Iceland owes UK £2.2bn over Icesave
The UK is owed £2.2 billion by Iceland after the Treasury stepped in to guarantee British deposits in collapsed bank Icesave, it was disclosed today.
The figure was the amount paid to Icesave to cover Britons' savings when its parent company Landsbanki went into receivership last month, a Treasury official said.
The money is now part of a $10.2 billion (£6.8 billion) package of support for Iceland agreed by the International Monetary Fund today.
About 300,000 British depositors were left fearing for their savings after Icesave halted transactions at the height of the banking crisis last month.
The move came after Landsbanki was nationalised by the Icelandic government.
But Chancellor Alistair Darling stepped in to guarantee the savers' deposits, vowing to recover the lost money with Icesave.
Prime Minister Gordon Brown's spokesman said: "We will work out a timetable for repayment over the next few weeks.
"It's money that's owed to us as a result of the problems in the Icelandic banking sector."
Iceland's £2.2 billion of liabilities to the UK were confirmed today as part of a 10.2 billion dollar IMF package of support to help the island's financial recovery.
The final 2.1 billion dollars of that were signed off by the IMF today after being held up by a dispute between the UK and Iceland over refunds for depositors.
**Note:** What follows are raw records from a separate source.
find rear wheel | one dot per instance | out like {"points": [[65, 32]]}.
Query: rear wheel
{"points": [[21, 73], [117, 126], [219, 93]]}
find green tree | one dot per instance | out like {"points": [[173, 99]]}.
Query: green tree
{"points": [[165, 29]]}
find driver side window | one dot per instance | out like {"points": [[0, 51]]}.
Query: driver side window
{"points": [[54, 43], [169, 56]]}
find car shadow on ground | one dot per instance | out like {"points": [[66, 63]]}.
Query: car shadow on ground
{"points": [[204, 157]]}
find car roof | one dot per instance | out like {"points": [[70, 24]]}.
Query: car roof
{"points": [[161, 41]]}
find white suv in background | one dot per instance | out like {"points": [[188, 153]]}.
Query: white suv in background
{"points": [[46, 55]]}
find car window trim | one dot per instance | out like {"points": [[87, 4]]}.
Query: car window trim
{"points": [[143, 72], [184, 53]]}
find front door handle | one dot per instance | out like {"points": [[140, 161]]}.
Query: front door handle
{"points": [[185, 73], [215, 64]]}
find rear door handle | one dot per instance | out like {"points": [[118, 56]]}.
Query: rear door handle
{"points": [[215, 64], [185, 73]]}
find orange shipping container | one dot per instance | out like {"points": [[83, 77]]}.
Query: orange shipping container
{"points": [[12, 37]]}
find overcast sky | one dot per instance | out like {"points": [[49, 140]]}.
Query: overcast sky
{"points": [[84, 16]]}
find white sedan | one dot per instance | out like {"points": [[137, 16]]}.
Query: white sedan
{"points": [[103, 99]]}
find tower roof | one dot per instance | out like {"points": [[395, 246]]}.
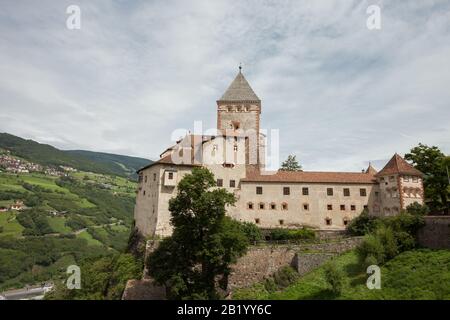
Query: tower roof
{"points": [[371, 170], [398, 165], [239, 90]]}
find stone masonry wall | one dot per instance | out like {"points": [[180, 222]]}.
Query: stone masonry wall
{"points": [[436, 232], [261, 262]]}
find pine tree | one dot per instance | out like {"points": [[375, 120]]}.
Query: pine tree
{"points": [[291, 164]]}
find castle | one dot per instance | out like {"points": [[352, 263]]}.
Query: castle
{"points": [[280, 199]]}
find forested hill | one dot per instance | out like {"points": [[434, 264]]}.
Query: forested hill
{"points": [[48, 155]]}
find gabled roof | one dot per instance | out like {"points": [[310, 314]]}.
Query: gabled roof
{"points": [[370, 169], [254, 175], [239, 90], [398, 165]]}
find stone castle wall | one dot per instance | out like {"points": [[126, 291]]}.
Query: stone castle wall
{"points": [[261, 262], [436, 232]]}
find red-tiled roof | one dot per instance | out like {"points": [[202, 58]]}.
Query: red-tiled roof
{"points": [[311, 177], [398, 165]]}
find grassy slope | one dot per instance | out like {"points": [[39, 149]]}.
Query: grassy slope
{"points": [[417, 274], [83, 160], [66, 200]]}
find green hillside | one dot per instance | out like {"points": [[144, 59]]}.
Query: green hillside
{"points": [[417, 274], [128, 164], [47, 155], [68, 219]]}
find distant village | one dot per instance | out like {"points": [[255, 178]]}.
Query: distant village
{"points": [[12, 164]]}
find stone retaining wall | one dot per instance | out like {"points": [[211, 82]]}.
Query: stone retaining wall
{"points": [[436, 232], [261, 262]]}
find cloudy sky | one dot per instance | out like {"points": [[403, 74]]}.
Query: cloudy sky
{"points": [[341, 95]]}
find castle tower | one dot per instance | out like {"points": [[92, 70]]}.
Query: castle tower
{"points": [[239, 107], [239, 110], [400, 185]]}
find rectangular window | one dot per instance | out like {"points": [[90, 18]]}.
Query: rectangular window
{"points": [[346, 192]]}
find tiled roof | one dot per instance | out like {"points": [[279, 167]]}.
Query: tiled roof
{"points": [[239, 90], [398, 165], [311, 177], [371, 170]]}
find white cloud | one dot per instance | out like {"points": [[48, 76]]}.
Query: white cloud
{"points": [[340, 94]]}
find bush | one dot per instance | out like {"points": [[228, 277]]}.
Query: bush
{"points": [[392, 236], [363, 224], [270, 285], [370, 246], [369, 261], [252, 232], [299, 234], [335, 278], [388, 240], [417, 209], [285, 277]]}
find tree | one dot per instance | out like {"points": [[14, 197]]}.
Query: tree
{"points": [[433, 163], [291, 164], [335, 277], [204, 243]]}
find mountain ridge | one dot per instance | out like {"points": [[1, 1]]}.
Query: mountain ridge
{"points": [[99, 162]]}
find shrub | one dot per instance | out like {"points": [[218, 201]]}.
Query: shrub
{"points": [[417, 209], [369, 261], [270, 285], [363, 224], [371, 246], [285, 277], [388, 240], [252, 232], [334, 277], [299, 234]]}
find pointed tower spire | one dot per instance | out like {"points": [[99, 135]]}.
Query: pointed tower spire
{"points": [[239, 90]]}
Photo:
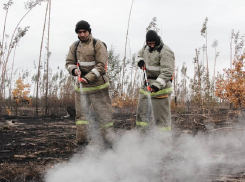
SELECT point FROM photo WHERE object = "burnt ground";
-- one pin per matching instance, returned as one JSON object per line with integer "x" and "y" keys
{"x": 29, "y": 147}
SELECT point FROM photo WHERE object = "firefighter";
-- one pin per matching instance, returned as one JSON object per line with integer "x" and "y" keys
{"x": 87, "y": 59}
{"x": 158, "y": 61}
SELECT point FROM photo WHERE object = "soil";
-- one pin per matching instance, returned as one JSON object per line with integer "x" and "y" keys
{"x": 29, "y": 147}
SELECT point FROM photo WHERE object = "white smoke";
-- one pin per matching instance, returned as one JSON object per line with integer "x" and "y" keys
{"x": 155, "y": 158}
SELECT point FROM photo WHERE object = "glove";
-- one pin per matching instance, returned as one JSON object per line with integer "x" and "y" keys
{"x": 141, "y": 64}
{"x": 154, "y": 88}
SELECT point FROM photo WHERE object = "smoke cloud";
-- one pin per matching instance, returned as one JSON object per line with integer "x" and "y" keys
{"x": 157, "y": 157}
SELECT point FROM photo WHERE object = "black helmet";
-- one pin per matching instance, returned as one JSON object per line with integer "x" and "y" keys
{"x": 82, "y": 25}
{"x": 151, "y": 35}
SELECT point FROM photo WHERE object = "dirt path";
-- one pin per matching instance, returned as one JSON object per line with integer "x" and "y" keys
{"x": 30, "y": 147}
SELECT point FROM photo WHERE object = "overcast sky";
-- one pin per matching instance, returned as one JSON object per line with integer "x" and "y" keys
{"x": 179, "y": 22}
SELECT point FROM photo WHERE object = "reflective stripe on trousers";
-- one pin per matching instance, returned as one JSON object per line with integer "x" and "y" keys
{"x": 145, "y": 124}
{"x": 164, "y": 91}
{"x": 86, "y": 89}
{"x": 86, "y": 123}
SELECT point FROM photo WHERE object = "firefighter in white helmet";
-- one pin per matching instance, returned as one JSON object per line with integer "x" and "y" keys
{"x": 87, "y": 59}
{"x": 158, "y": 61}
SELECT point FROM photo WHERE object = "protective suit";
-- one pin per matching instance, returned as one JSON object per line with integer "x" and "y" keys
{"x": 154, "y": 106}
{"x": 93, "y": 96}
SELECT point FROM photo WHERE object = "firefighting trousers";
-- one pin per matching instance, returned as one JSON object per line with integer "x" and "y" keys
{"x": 100, "y": 104}
{"x": 154, "y": 112}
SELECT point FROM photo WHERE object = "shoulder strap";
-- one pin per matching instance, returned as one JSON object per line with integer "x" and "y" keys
{"x": 76, "y": 45}
{"x": 160, "y": 48}
{"x": 94, "y": 43}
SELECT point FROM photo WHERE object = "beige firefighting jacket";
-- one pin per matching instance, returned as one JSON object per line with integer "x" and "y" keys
{"x": 159, "y": 69}
{"x": 92, "y": 62}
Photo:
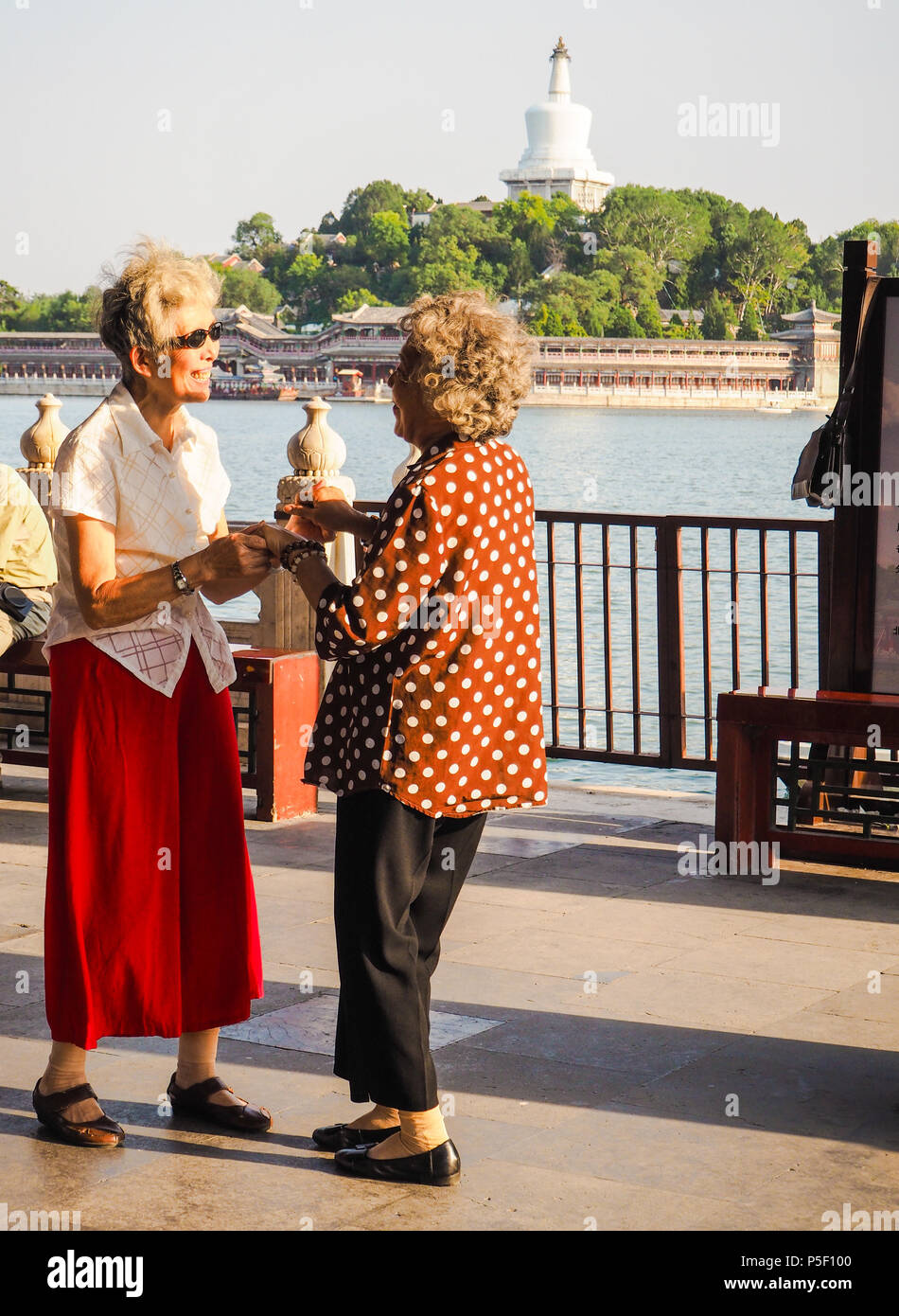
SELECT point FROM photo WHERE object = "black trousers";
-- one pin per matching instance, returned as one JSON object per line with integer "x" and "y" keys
{"x": 397, "y": 874}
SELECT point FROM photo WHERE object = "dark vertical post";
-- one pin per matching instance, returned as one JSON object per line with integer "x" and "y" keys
{"x": 669, "y": 600}
{"x": 859, "y": 262}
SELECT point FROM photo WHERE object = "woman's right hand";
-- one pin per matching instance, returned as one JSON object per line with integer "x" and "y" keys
{"x": 233, "y": 556}
{"x": 316, "y": 520}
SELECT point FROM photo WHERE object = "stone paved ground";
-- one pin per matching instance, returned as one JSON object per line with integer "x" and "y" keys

That was overcome earlier this week when Iceland agreed to cover the first £18,000 that UK savers lost. Previously the country had threatened only to reimburse domestic depositors.
The dispute also involved the Dutch and German governments, whose people also had savings in Icesave.
In a joint statement today, the British, Dutch and German governments said: "In supporting the IMF programme today the UK, Netherlands and Germany welcome Iceland's commitment to meet its obligations to depositors and ensure the fair, equal and non-discriminatory treatment of creditors.
"As part of the international support for Iceland, the UK, Netherlands and Germany will work constructively in the continuing discussions with Iceland to conclude agreements on pre-financing that enables Iceland to meet its obligations towards depositors shortly."